The management of leiomyosarcoma may differ considerably, though radical resection of the lesion is undoubtedly the treatment of reference (5). Spiess et al. (6) published a review of cases treated in their center, in which surgery was the primary treatment choice. These authors underscored the importance of resection margin status as a determinant factor for patient survival. A range of approaches can be found in the literature, including neoadjuvant chemotherapy involving a variety of regimens - mainly active chemotherapy in soft tissue sarcomas with doxorubicin - ifosfamide, gemcitabine - docetaxel, for example (7,8). Sawhney et al. (9) reported the case of a patient who showed almost complete response with a "modern" regimen of docetaxel with gemcitabine, provided on a neoadjuvant basis, followed by radical surgery.

Other described options include neoadjuvant chemo-radiotherapy. Different preoperative radiotherapy doses have been used (20-50 Gy) with or without chemotherapy (10). Garcia-Torrelles et al. (11) have reported a case in which neoadjuvant chemotherapy with adriamycin and ifosfamide was administered, with a partial tumor response, followed in a later stage by radical surgery. An alternative to radical resection is feasible, provided the patient accepts the need for strict monitoring, and on the condition that there is no residual disease. If such close follow-up is not possible, radical surgery with broad margins is the treatment of choice.

In addition to insisting on the need for radical surgery, Labanaris et al. (12) advocate strict adherence to standard surgical techniques, to reduce the percentage of diseased surgical margins and incidence of locoregional relapse.

The use of radiotherapy in tumors of this kind can be considered mainly in patients with large tumors (in a way similar to soft tissue sarcomas), and in patients subjected to conservative surgery, with a view to reducing the risk of local relapse. In addition, radiotherapy could be used in a way similar to other soft tissue sarcomas, i.e., in large tumors or with affected surgical margins (13,14).

The present case is an example of the integration of new management strategies based on a multidisciplinary approach, with satisfactory results, since 20 months after treatment the patient remains free of disease. This suggests the possibility that these tumors have a better prognosis than previously believed, since there are series in the literature that report disease-free survival rates after 5 years of 62-84% (15).

Conclusion

Bladder leiomyosarcoma is an infrequent tumor in which complete surgical resection remains the management option of choice.

Of note in the present case is the use of conservative surgery, which is regarded as feasible provided the entire neoplasm is removed.

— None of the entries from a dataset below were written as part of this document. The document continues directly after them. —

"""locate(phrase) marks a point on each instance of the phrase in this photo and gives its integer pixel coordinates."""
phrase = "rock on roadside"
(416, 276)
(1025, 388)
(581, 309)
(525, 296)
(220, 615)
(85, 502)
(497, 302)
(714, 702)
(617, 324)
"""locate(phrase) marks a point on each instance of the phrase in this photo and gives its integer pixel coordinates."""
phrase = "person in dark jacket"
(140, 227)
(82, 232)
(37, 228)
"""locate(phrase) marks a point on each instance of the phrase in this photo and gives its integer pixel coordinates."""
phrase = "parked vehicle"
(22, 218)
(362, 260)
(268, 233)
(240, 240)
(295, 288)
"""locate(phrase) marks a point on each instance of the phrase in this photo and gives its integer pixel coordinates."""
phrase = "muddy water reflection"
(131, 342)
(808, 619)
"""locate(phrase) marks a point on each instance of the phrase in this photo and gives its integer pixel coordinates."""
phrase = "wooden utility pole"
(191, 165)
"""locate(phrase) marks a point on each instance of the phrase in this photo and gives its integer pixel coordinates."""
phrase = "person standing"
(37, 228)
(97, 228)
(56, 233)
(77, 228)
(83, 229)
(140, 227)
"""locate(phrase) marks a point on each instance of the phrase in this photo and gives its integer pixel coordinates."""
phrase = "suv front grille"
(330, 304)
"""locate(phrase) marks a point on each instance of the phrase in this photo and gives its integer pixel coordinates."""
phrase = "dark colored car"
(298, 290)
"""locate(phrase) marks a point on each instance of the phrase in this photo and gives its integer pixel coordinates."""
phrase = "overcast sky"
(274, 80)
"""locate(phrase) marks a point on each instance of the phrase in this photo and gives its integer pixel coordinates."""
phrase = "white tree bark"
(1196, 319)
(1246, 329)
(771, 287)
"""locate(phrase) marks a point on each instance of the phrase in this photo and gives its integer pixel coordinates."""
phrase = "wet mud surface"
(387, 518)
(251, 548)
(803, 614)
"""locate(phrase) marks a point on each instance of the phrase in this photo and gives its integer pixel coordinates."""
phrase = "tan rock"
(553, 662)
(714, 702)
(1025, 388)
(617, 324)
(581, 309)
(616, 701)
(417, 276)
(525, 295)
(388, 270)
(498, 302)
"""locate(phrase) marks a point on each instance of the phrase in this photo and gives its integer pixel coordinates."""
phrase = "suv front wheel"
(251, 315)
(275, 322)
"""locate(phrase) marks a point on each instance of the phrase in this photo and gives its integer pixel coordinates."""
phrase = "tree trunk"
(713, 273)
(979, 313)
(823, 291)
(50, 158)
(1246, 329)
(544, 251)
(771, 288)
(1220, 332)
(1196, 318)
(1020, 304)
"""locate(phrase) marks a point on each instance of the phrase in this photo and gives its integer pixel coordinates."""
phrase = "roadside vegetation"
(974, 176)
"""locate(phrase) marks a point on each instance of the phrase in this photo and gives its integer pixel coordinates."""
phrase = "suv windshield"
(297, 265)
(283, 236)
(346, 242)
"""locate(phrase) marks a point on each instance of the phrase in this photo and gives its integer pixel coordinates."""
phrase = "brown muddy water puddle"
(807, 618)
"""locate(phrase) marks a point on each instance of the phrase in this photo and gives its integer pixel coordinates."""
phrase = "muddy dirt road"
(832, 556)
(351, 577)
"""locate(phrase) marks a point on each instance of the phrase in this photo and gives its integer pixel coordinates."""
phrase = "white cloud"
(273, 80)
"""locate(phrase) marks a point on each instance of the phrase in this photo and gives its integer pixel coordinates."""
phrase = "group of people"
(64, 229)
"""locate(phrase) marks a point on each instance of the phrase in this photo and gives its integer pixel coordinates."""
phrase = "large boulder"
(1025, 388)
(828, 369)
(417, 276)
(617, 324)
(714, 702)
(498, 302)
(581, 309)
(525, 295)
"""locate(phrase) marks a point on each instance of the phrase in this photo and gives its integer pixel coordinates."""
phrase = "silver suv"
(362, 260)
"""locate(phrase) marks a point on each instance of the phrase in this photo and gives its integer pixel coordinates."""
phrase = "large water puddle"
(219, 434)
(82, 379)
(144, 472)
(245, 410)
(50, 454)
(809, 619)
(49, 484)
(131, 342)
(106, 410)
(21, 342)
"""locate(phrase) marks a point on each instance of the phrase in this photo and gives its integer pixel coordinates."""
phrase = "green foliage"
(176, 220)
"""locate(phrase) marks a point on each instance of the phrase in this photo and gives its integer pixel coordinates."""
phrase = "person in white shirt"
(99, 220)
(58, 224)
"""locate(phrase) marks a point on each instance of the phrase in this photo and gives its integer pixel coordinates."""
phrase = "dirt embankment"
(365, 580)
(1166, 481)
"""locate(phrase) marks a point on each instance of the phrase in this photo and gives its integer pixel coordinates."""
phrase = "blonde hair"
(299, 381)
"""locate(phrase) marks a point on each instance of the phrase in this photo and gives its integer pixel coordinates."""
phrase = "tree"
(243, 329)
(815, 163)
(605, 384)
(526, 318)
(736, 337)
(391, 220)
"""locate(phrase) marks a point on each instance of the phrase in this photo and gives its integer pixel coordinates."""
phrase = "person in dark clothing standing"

The role of neoadjuvant chemotherapy with a view to facilitating resection or a partial cystectomy should be evaluated in tumors of this kind. Chemotherapy and radiotherapy after partial surgical resection appears to be acceptable in order to reduce the risk of relapse.

Correspondence:
Jose David Cumplido Burón
Hospital Torrevieja
Ctra. Torrevieja - San Miguel de Salinas
03186 Torrevieja Alicante. (España).
davidcumplido@hotmail.com

Accepted for publication: June 22^th, 2008.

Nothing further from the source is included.